First is in frame aggregation. As it is inefficient to send many small frames over the air a device might aggregate multiple frames into a single WiFi packet. When this happens a flag is set in the header indicating aggregation happened. The problem is that a MitM can manipulate this flag as it is not protected from tampering. So, with attacker controlled TCP data (like connecting to an attacker controlled server) a MitM can flip the flag on the WiFi packet and have its data treated as though it was multiple frames aggregated together. Enabling the injection of packets, such as an ICMP Router Advertisement providing a new malicious DNS to be used.

Second is an issue with the fragment cache. The note here being that fragmentation is rarely used except on WiFi 6. The issue being that the cache is not cleared across connections of the same MAC. So an attacker can connect, spoof their MAC to match the victim, and send a fragment to the router to be cached then disconnect. WHen the victim connects, and potentially sends their own fragments it’ll join the new packets with the attacker’s packets, allowing for exfiltration or injection of packets.

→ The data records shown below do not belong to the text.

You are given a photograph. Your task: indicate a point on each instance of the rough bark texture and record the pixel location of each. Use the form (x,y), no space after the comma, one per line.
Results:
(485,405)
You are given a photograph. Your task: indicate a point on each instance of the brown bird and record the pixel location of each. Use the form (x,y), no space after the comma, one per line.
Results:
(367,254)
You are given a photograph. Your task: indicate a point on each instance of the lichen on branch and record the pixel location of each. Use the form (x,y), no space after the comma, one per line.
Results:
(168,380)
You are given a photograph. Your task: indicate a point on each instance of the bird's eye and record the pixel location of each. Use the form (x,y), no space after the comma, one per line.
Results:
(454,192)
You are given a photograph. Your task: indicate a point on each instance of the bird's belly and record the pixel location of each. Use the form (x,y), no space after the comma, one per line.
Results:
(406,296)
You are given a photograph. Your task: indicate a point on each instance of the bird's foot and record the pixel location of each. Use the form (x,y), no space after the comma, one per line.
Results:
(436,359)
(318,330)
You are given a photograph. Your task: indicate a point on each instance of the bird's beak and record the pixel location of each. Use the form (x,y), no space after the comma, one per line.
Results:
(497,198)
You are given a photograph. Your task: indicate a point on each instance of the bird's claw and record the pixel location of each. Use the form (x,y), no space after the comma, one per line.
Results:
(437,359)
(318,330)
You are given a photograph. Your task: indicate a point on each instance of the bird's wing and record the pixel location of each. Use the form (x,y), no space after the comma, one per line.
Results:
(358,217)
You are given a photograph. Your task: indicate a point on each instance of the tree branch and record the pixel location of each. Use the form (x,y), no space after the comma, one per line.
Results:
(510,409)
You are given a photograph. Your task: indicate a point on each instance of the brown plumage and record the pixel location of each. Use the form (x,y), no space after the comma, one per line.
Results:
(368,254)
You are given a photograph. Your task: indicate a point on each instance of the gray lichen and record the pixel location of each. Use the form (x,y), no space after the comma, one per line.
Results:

Third is the “Mixed Key” attack. This is where the fragments will be decrypted and reassembled even if different keys were used when sending them. The attack scenario being say a victim sends two packets, A and B, a MitM drops B, the victim refreshes their session key, and sends two more packets A2 and B2, the MitM dropping A2 this time. The packet will be reassembled as A and B2. Creating a scenario where an attacker and mix-and-match packets to create something more interesting. The author admits this is a fairly academic and unrealistic attack but still worth considering as someone might make it practical in the future.